Ten years later, he was released for good behavior. A few years after that, he filed a habeas petition with the Montana Supreme Court, arguing that his 30-years probation was illegal because he was required by law to serve five years of that sentence before any probation could be ordered.
He saved five years in prison and then complained about it? Yep. And it worked.
The lower court, on remand, discharged his entire thirty-year sentence, and made no mention of a persistent felony offender classification.
What does a man that just saved five years of prison and twenty-five years of probation do? He sued the warden and head of the Montana Department of Corrections for releasing him on an "illegal" probationary sentence.
Yeah. He's suing because he was released from prison five years early.
While noting that "we think these allegations lack merit," the Ninth Circuit still heard the case, as pro se litigants in the pleading stage are given a lot of leeway. Plus if they can show a violation of a constitutional right under § 1983, (probation is a restriction on freedom and the sentence was technically illegal) nominal damages are possible.
However, the Ninth Circuit joined their sister circuits (citing the Second, Third, Eighth, and Tenth Circuits) in holding that prison officials, like the warden and head of the DOC here, are absolutely immune from § 1983 liability when they simply enforce a facially valid court order.

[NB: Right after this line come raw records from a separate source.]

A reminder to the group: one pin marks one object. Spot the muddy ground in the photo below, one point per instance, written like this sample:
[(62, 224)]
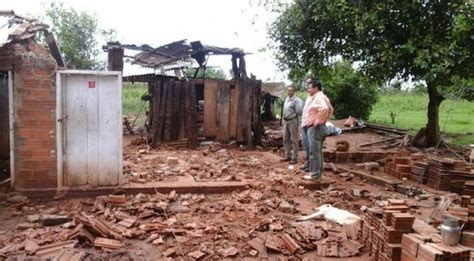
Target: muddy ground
[(199, 226)]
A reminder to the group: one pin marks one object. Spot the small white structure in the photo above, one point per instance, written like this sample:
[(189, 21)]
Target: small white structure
[(89, 128)]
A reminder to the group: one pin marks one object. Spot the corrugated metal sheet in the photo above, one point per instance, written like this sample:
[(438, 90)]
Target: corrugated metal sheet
[(15, 27)]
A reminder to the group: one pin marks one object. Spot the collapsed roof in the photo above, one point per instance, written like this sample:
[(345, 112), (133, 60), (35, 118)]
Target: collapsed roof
[(15, 28), (179, 54)]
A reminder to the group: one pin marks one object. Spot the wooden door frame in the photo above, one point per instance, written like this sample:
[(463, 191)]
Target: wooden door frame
[(60, 142)]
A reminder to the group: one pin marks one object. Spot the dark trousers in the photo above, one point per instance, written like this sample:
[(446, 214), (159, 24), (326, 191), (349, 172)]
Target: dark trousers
[(316, 136)]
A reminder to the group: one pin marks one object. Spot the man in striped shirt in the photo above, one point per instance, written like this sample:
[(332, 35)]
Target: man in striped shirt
[(319, 111)]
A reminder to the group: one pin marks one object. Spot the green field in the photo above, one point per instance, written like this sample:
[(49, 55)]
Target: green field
[(456, 117)]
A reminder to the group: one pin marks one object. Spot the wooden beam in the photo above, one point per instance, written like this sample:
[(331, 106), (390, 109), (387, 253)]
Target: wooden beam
[(223, 110), (210, 108)]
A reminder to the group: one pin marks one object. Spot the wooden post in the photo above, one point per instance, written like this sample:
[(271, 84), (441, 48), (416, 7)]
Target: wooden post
[(115, 58)]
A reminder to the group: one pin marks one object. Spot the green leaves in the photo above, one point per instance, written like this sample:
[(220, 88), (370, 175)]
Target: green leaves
[(411, 38), (77, 34)]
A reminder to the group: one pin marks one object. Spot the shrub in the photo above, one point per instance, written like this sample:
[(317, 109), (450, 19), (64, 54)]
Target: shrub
[(350, 93)]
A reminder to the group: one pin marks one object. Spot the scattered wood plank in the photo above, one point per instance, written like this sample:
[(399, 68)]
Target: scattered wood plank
[(108, 243)]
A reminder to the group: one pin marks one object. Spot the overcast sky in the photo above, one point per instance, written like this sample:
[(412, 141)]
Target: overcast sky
[(224, 23)]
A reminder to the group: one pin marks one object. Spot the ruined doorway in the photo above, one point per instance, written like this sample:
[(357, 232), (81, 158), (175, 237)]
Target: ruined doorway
[(5, 90), (89, 128)]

Why? It's simple. If prison officials had to question every single judicial order that they received, the system would collapse. They would constantly fear litigation and be forced to question every sentence handed down. In addition, immunity for those performing functions necessary to the judicial process is grounded both in the common law and in recent SCOTUS case law.
Note that the grant of absolute immunity only applies to the "fact of a prisoner's incarceration pursuant to a facially valid court order." The court left the question of immunity for officials acting beyond their authority, or engaging in conduct not prescribed by an order, for another day.